Last week, he basically threatened nuclear war with Iran.
During a press conference with Italian Prime Minister Giuseppe Conte on Monday, a reporter asked Trump if he would be open to meeting with Iran’s president. Trump responded that he’d sit down with any leader and talk.
“I’m ready to meet any time they want to,” he said, adding that he’d do so without preconditions. “Speaking to other people, especially when you’re talking about potentials of war and death and famine,” he continued, “you meet.”
That’s a startling turnaround, as Trump has consistently struck a hawkish tone when dealing with Iran.

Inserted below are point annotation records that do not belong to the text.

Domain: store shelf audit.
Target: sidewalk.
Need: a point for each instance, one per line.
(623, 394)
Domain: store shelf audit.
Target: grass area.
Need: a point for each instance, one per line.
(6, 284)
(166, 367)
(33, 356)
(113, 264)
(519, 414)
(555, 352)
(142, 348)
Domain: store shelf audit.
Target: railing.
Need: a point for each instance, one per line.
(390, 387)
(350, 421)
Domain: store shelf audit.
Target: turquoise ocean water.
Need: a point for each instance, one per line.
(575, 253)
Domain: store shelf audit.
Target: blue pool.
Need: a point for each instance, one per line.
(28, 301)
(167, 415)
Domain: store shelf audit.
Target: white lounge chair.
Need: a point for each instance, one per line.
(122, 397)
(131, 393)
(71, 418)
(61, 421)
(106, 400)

On July 23, Trump threatened Iran in an all-caps tweet with “consequences the likes of which few throughout history have ever suffered before.” That came in response to a speech by Rouhani in which he warned that peace between the US and Iran would be the “mother of all peace” and confrontation between the two would be the “mother of all wars.”

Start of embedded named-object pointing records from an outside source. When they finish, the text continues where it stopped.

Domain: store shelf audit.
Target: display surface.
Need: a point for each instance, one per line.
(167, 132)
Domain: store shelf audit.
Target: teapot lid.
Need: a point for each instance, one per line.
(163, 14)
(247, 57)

“I’ll meet with anybody. I believe in meeting.”
— Channel 4 News (@Channel4News) July 30, 2018
The deal between Iran and the United States, Britain, France, Russia, China, Germany, and the European Union put tight restrictions on Tehran’s nuclear program in exchange for the relaxation of some punishing international sanctions on Iran. It was the Obama administration’s biggest foreign policy achievement.
It’s possible this isn’t the first time Trump has signaled his willingness to meet: Iran claimed that Trump tried to meet with Rouhani eight different times at the United Nations last year. The White House, though, called that assertion “false.”

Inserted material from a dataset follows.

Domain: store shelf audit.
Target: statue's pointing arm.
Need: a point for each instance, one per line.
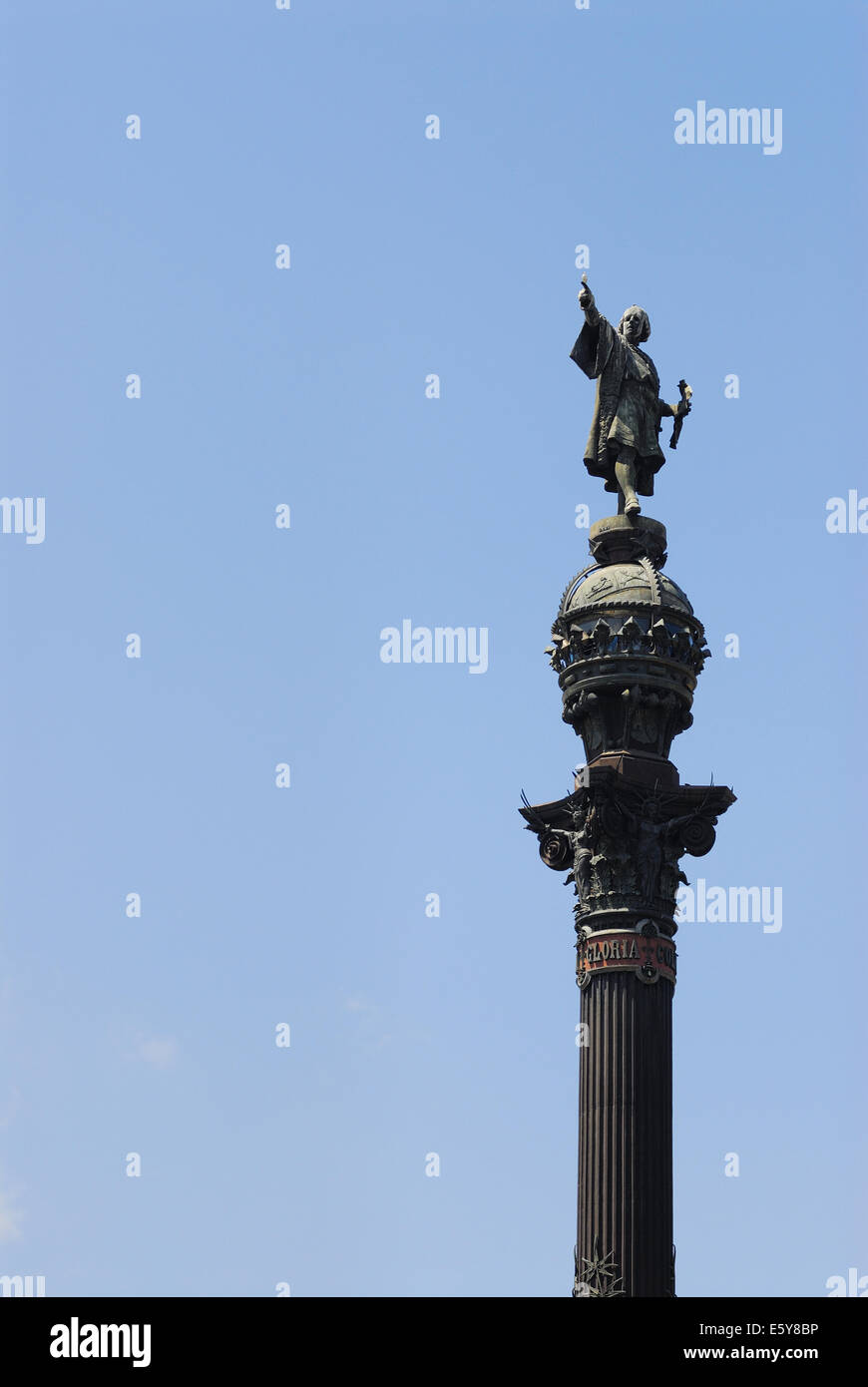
(587, 304)
(594, 343)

Two big questions remain. First, will Rouhani accept Trump’s offer? Rouhani’s popularity has dropped in Iran, mostly because he has yet to deliver on his promise to vastly improve his country’s economy. Rouhani gained support for signing the nuclear deal by claiming Iran would soon see positive economic results.
The second question revolves around what kind of domestic backlash Trump will receive from conservatives after not declining an offer to meet with a leader in a brutal regime.
If recent history is any guide, he’s likely to receive enough support to push forward with a diplomatic opening.
Trump probably won’t receive the backlash Obama did
Back in 2007, then-presidential candidate Barack Obama said he’d meet with Mahmoud Ahmadinejad, the Iranian president at the time. Obama argued that denying a meeting wouldn’t adequately punish the leaders of adversarial countries and would allow the American president to fight for US interests. Obama’s election website even called for “tough, direct presidential diplomacy with Iran without preconditions.”
Conservatives (and some Democrats) hammered Obama over it. The criticism of Obama’s relatively open stance toward Tehran continued throughout his presidency and reached a fever pitch during debates about whether to sign a nuclear deal with Iran.
Trump, however, will likely receive different treatment. In the past two months, the president has met with both North Korean leader Kim Jong Un and Russian President Vladimir Putin — the leaders of brutal regimes, just like Rouhani. (However, Rouhani is not the real leader in Iran; that’s Supreme Leader Ali Khamenei.)
Yet each time, Trump escaped widespread condemnation from conservatives for his willingness to do so. There’s no reason to expect that the reaction to this latest statement will be any different.
Some conservatives, however, are confused as to why this is the case.
“I’m not certain why meeting with Kim without preconditions is suddenly a grand coup when we would have gone nuts had Obama done the same,” conservative pundit Ben Shapiro said in March. Shapiro had criticized Obama back in 2009 and is now often critical of Trump.
This isn’t to say that Trump shouldn’t meet the Iranian president — it’s possible doing so would thaw the frosty relations between Washington and Tehran. But it does show that many of the foreign policy barriers placed in Obama’s way have suddenly disappeared for Trump.